How one high schooler made $80,000 for college – without getting a job
NEW YORK — High schoolers can now earn money for college — no job required.
Startup Raise.me developed a program that allows high school students to start banking college scholarship money.
What’s the catch?
The money is tied to students’ individual achievements. The better they do in school, the more engaged they are with their communities, the more money they earn from Raise.me’s college partners.
There are 26 colleges on Raise.me’s platform, including Penn State, UMass and Tulane. Raise.me cofounder Preston Silverman hopes to increase that to 100 colleges by the end of the year.
As long as students meet the college’s GPA requirements, they can start earning money from as many as they choose — between $500 to $1,000 per achievement. Students don’t get the money until they are accepted to one of the colleges.
Abby Saxastar raised $80,000 on Raise.me, which will fully cover her tuition at Stetson University, a private college in central Florida.
“I’ve always been very successful in school and I’ve also done a lot of volunteer work,” said Saxastar. “But I still had to figure out how to pay for college.”
Saxastar learned about the program a few months before she graduated high school in June, but the program allows students to retroactively include information. So even as a senior, Saxastar could log her grades and activities for the past four years.
“My family is digging through some debt and taking out loans for my other expenses,” she said. “So getting this scholarship has been amazing.”
Saxastar is one of 60,000 students from 5,000 high schools who have signed up with Raise.me since it launched in August 2014. The startup has received funding from the Bill & Melinda Gates Foundation and Facebook.
Colleges committed a total of $1 billion in scholarships in the first year, but Silverman said there isn’t data on how much of this was actually paid out to students. The goal is to make scholarships available to students who may not otherwise pursue them.
“Most scholarships today are awarded at the very end of high school. It’s too late to influence a student’s college search and application process,” he said.

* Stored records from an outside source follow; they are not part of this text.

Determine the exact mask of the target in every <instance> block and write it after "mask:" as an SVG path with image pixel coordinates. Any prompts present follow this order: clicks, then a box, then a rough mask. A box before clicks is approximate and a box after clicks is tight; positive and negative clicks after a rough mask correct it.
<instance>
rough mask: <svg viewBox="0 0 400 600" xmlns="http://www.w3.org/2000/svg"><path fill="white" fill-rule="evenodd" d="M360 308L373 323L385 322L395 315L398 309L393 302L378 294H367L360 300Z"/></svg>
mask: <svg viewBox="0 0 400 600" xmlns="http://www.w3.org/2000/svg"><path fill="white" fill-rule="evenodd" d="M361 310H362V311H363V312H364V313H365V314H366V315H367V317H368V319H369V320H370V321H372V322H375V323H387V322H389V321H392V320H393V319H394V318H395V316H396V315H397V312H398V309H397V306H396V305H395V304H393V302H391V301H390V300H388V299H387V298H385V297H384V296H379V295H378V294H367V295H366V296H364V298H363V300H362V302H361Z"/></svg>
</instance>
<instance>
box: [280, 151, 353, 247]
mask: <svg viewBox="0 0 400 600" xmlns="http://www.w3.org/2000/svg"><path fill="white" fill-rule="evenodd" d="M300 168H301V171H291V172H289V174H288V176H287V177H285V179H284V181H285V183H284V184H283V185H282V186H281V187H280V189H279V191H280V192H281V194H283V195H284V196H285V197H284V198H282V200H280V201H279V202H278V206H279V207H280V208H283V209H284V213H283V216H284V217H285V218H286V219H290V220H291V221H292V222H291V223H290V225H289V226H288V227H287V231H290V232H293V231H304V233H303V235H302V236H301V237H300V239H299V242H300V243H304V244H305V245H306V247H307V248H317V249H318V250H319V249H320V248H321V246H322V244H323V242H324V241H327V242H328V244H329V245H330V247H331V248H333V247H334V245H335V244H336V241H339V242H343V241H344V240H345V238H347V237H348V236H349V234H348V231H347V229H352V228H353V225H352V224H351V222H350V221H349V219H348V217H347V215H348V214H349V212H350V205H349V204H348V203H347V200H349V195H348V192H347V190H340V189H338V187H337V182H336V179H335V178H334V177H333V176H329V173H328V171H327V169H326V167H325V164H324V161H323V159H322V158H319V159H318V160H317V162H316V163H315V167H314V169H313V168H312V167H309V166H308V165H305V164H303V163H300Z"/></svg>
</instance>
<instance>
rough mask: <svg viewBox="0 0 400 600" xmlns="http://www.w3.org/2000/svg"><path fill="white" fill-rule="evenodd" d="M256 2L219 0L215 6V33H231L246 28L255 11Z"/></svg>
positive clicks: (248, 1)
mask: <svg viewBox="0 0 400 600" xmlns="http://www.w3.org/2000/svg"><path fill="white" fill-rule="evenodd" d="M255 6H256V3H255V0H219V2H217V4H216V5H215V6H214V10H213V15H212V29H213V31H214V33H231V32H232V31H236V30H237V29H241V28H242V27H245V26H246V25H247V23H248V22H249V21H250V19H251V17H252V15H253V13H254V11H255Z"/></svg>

Silverman said colleges are on board because it helps them reach students much earlier in the selection process.
Beatriz Zayas is head counselor at the Southwest High School in El Centro, California, a city on the border with Mexico and Arizona. It’s a predominantly rural area, and 90% of the 2,100 students are Hispanic.
“A high percentage are from low-income families, but we’re hoping they will become first-generation college students,” said Zayas.
Raise.me could become a critical part of that. There are 60 students at Southwest currently enrolled in the program. Zayas said they opted to focus on a small International Baccalaureate class first, in order to provide the necessary support.
“It’s putting good colleges on the radar of families who wouldn’t have known about them otherwise,” she said.
Although Raise.me doesn’t target a specific demographic, Silverman said 49% of students on the platform are from low-income families.
A few colleges, including Florida International University, are even offering scholarships specifically to these students.
The university plans to partner with Raise.me this year to target low-income Florida high schools.
“With many first-generation families, their socioeconomic barriers prevent them from taking advantage of a lot of things,” said Luisa Havens, vice president of enrollment services with Florida International University. “Raise.me is perfect way to give them access to opportunity.”